[SPARK-46021][CORE] Support cancel future jobs belonging to a job group

anchovYu · cloud-fan · commit 9c21238ce0e6 · 2023-11-23T20:29:45.000+08:00
### What changes were proposed in this pull request? This PR supports a new API in SparkContext `cancelJobGroupAndFutureJobs(jobGroup)`. It not only cancels the active jobs, future submitted jobs that belongs to this job group will be cancelled and not run. Internally, it uses a limited-size (current size: 1000, controlled by config `CANCELLED_JOB_GROUP_SET_SIZE`) FIFO set to record all the job group cancelled with this new API. This PR also adds a new error class `SPARK_JOB_CANCELLED` without changing the error message at all, based on the assumption that it's a fundamental error that some downstream workload could rely on parsing the error message. ### Why are the changes needed? Improvements. ### Does this PR introduce _any_ user-facing change? No. ### How was this patch tested? New tests. ### Was this patch authored or co-authored using generative AI tooling? No.
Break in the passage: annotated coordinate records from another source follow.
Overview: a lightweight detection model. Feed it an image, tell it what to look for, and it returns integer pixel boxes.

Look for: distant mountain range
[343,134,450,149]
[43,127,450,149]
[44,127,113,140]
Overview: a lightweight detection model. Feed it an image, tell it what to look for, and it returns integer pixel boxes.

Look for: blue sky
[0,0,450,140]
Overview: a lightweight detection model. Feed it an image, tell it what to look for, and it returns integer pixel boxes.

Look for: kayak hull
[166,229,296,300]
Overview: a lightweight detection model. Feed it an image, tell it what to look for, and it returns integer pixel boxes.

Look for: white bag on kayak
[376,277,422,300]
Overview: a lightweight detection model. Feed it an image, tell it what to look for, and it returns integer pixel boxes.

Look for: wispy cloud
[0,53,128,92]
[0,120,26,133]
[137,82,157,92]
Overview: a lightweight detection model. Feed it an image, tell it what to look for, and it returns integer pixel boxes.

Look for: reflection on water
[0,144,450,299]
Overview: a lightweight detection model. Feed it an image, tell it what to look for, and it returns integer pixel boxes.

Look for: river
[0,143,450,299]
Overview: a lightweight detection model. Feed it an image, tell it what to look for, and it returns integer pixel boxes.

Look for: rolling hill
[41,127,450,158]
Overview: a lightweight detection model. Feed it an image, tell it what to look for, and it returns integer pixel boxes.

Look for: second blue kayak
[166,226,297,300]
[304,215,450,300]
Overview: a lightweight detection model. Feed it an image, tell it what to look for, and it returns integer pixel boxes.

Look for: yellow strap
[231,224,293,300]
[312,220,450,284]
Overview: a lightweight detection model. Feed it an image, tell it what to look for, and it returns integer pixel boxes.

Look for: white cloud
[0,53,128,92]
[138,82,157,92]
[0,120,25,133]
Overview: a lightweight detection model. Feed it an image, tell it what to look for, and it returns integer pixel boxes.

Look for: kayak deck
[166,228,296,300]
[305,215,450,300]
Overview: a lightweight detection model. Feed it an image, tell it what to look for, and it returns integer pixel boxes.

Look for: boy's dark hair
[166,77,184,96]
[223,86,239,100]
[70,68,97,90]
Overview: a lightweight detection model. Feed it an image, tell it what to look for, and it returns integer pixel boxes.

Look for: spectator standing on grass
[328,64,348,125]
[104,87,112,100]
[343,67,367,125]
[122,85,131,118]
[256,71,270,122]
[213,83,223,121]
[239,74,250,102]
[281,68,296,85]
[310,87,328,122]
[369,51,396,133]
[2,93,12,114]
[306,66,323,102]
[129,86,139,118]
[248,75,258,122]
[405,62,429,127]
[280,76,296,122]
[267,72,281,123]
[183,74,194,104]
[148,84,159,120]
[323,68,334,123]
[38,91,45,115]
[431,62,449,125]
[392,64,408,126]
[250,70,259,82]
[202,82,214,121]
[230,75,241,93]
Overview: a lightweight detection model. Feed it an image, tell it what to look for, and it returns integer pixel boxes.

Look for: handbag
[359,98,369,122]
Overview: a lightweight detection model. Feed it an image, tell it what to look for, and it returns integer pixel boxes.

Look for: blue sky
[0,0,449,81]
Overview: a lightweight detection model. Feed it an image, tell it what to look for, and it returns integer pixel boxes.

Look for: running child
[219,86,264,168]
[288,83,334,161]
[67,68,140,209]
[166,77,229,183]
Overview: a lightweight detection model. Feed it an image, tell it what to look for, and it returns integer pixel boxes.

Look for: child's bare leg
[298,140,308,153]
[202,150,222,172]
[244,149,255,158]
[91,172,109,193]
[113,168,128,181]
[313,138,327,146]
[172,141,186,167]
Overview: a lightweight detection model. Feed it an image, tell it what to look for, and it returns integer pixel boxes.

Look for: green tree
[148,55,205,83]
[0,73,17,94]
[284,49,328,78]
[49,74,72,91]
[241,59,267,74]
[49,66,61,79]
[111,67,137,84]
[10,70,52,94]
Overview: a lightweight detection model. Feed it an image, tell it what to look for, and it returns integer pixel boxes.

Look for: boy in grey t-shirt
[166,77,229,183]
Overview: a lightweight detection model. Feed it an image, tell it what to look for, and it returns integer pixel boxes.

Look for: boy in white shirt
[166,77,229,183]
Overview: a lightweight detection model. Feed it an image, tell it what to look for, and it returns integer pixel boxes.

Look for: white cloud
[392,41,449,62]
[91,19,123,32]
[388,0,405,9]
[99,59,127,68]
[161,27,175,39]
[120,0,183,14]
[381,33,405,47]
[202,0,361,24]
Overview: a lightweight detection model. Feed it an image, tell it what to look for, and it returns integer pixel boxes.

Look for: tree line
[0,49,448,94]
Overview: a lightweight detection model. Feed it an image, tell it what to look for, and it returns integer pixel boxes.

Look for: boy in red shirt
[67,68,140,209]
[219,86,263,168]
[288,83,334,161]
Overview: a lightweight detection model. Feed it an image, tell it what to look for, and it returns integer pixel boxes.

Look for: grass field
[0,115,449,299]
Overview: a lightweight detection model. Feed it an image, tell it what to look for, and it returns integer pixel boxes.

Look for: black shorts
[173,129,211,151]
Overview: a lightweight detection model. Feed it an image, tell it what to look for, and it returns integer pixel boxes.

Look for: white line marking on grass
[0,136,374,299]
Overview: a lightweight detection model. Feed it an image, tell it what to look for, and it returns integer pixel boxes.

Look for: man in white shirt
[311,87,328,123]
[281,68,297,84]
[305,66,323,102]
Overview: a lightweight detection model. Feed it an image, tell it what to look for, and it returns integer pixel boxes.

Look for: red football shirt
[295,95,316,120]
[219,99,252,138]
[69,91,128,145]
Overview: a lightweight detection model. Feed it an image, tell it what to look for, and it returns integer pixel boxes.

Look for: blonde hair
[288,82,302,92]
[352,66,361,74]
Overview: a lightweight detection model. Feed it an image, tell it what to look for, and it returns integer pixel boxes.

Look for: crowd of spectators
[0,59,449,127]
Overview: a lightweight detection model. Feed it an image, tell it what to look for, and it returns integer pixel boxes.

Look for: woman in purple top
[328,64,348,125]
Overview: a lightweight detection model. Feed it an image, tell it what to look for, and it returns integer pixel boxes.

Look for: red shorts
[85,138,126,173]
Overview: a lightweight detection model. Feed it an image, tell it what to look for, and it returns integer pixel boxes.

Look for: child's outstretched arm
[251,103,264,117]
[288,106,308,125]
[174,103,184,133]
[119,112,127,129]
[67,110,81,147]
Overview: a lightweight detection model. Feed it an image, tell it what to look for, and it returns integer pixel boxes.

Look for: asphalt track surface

Closes #43926 from anchovYu/SPARK-46021. Authored-by: Xinyi Yu <xinyi.yu@databricks.com> Signed-off-by: Wenchen Fan <wenchen@databricks.com>
diff --git a/common/utils/src/main/resources/error/README.md b/common/utils/src/main/resources/error/README.md
@@ -1347,7 +1347,7 @@ The following SQLSTATEs are collated from:
 |XX001    |XX   |Internal Error                                    |001     |data_corrupted                                              |PostgreSQL     |N       |PostgreSQL Redshift                                                         |
 |XX002    |XX   |Internal Error                                    |002     |index_corrupted                                             |PostgreSQL     |N       |PostgreSQL Redshift                                                         |
 |XXKD0    |XX   |Internal Error                                    |KD0     |Analysis - Bad plan                                         |Databricks     |N       |Databricks                                                                  |
-|XXKDA    |XX   |Internal Error                                    |KAS     |Scheduler (Aether Scheduler)                                |Databricks     |N       |Databricks                                                                  |
+|XXKDA    |XX   |Internal Error                                    |KAS     |Scheduler                                                   |Databricks     |N       |Databricks                                                                  |
 |XXKDS    |XX   |Internal Error                                    |KDS     |Delta Storage                                               |Databricks     |N       |Databricks                                                                  |
 |XXKUC    |XX   |Internal Error                                    |KUC     |Catalog Service (Unity Catalog)                             |Databricks     |N       |Databricks                                                                  |
 |XXKST    |XX   |Internal Error                                    |KST     |Streaming                                                   |Databricks     |N       |Databricks                                                                  |
diff --git a/common/utils/src/main/resources/error/error-classes.json b/common/utils/src/main/resources/error/error-classes.json
@@ -2961,6 +2961,12 @@
     ],
     "sqlState" : "42601"
   },
+  "SPARK_JOB_CANCELLED" : {
+    "message" : [
+      "Job <jobId> cancelled <reason>"
+    ],
+    "sqlState" : "XXKDA"
+  },
   "SPECIFY_BUCKETING_IS_NOT_ALLOWED" : {
     "message" : [
       "A CREATE TABLE without explicit column list cannot specify bucketing information.",
diff --git a/core/src/main/scala/org/apache/spark/SparkContext.scala b/core/src/main/scala/org/apache/spark/SparkContext.scala
@@ -2608,6 +2608,17 @@ class SparkContext(config: SparkConf) extends Logging {
     dagScheduler.cancelJobGroup(groupId)
   }
 
+  /**
+   * Cancel active jobs for the specified group, as well as the future jobs in this job group.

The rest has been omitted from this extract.